Hersh quit, an angry young man indignant that the U.S. was ignoring what the rest of the world had agreed to -- international protocols that banned these weapons. He wrote a seminal book on the topic, but it bombed at book stores. And now, a freelancer, with a growing family, he was looking for stories. And that is when a source called Hersh because he heard he was tough, angry, persistent -- and hated injustices. When Hersh got the tip he became a bulldog, duping the attorney for the accused soldier, William Calley, into revealing that his client was charged with killing 111 "Oriental human beings." The number would grow to more than 500.

Hersh then flew to Fort Benning, Georgia, a huge military base, and spent a day traipsing in and out of offices, kicking on doors, posing as a lawyer, talking to more people than could be imagined in a day's work. Finally, bleary-eyed, a bit tipsy from drinking with soldiers to get them to talk, he ran into -- by chance -- Rusty Calley. And they went off to drink scotch and eat steaks. Calley told Hersh the story of that awful day, March 16, 1968, when his platoon threw grenades in huts and rounded up civilians, and then just shot them in cold blood.

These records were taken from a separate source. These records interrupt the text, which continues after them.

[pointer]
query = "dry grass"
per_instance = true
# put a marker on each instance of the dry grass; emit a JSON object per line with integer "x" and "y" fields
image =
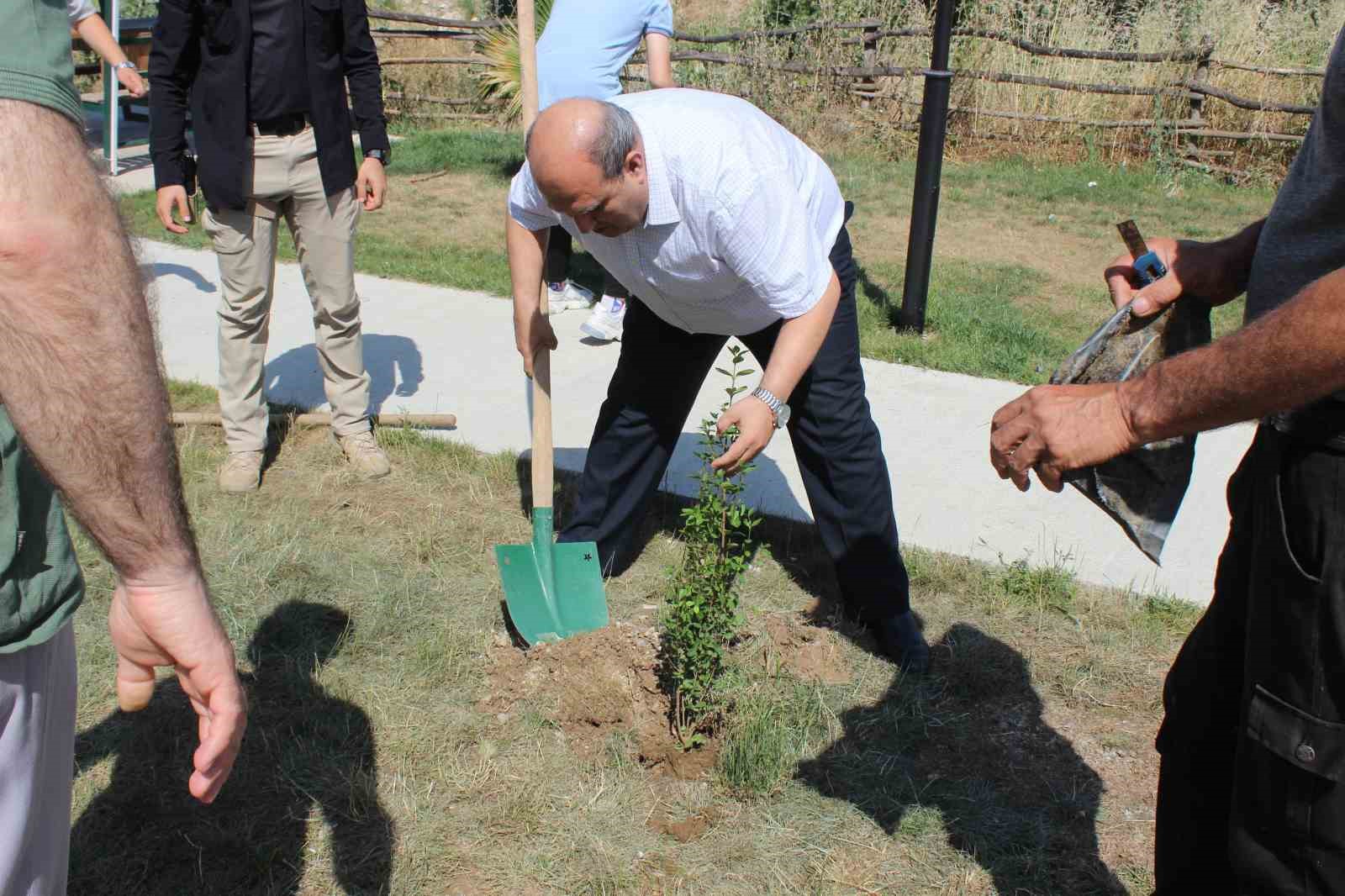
{"x": 367, "y": 616}
{"x": 827, "y": 112}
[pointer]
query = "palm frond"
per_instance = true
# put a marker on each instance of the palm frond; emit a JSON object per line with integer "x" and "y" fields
{"x": 502, "y": 77}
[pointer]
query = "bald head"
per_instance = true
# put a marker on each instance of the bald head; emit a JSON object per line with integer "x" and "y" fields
{"x": 588, "y": 161}
{"x": 582, "y": 131}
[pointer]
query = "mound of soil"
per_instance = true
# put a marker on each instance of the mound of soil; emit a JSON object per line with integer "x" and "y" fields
{"x": 806, "y": 651}
{"x": 602, "y": 688}
{"x": 598, "y": 687}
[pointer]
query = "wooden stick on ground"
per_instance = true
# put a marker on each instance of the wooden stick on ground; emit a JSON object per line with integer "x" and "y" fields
{"x": 430, "y": 421}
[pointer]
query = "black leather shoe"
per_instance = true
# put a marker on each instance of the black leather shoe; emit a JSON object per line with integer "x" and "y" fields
{"x": 901, "y": 640}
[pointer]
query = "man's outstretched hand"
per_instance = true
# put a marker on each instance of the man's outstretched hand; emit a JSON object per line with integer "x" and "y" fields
{"x": 1055, "y": 430}
{"x": 170, "y": 622}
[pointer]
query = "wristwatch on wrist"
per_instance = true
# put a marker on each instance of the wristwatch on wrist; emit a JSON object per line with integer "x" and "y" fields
{"x": 777, "y": 405}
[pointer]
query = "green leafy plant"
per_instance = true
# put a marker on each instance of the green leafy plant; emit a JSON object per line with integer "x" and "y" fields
{"x": 501, "y": 80}
{"x": 701, "y": 614}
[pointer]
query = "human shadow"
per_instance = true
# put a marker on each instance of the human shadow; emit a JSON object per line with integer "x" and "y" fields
{"x": 876, "y": 293}
{"x": 970, "y": 746}
{"x": 394, "y": 365}
{"x": 304, "y": 751}
{"x": 163, "y": 268}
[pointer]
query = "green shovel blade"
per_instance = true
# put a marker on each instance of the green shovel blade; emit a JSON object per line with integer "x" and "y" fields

When a young child crawled out from a pile of bodies, Calley shot him. Hersh had uncovered the My Lai massacre, the bloodiest shooting spree in a long and dreadful war. Hersh had to beg a string of newspapers just to print the story, but when they did, the story shot round the world.

But Hersh was not done. He criss-crossed the country to find soldiers who participated -- in small Midwest towns, in the Rocky Mountains, at the Jersey shore. And each story was worse than the other. "I gave them a good boy, and they sent me back a murderer," bemoaned a mother in New Goshen, Indiana. We became "wild animals," a soldier told him.

Hersh flew back to Washington after his interviews to file yet another story. "I cried when I thought about those boys," he said. "I was more than shocked at the details I was getting. I mean -- I'd cry thinking about it. They were talking about shooting kids and executing people... It was horrifying." A tough reporter was weeping, and furious.

Meanwhile, The White House and Pentagon were scrambling to respond. It was too late to keep the genie bottled. Now it was a matter of trying to make Hersh seem an unpatriotic dupe of the communists for writing a story in a war where, after all, who knows who is a bad guy. The backlash against Hersh began.

But he was unbowed. Even when, in the middle of the night, soldiers would call his home and tell him what they would do to his private parts, Hersh did not back off. He wrote five stories, a book that detailed the day of the massacres, then another book that showed how the Army tried to cover up the killings -- and bump the blame to low-level soldiers.

Hersh did not let them get away with it. His exposé was another nail in the coffin of public support for the war. His My Lai work won him the Pulitzer Prize for international reporting in 1969 and is still one of the best documentaries on the atrocity. And why did he pursue a story that surely others must have known about but ignored?

Partly it was Hersh's personality. When he bites, he does not let go. Moreover, he goes to places where other journalists will not tread. Massacres by American troops were a no-fly zone -- until Hersh wrote it and the media pack descended with a fury. "Terrible things always happen in war, [but] the responsibility of the press is ... to find, verify, and publish the truth," he says. But most importantly, Hersh -- like his hero I.F. Stone -- is eternally indignant at injustice. At 76 years old, he is now chasing a book on the plunder of Dick Cheney. He says it is simple: go for the great story.

But it is more complex. The fire in his belly makes him see those great stories -- from illegal bombing in Cambodia, to the overthrow of Chile's Allende, to Israel's hidden nuclear weapons, to the prison abuse at Abu Ghraib. All his stories.

What has angered him most over 40 years in journalism, as he has leapt from one scandal to another, is the lack of morality in decision-making. Yes, he likes money; he can bully sources, and he uses way too many anonymous sources. And, yes, he loves the spotlight. But anger at injustice and wrongs are what fuel Hersh. He is, as one author suggests, "a man on fire." "The word morality or immorality is never part of the debate," he complains. Too often, "It's not even on the pages... " Not for Sy Hersh.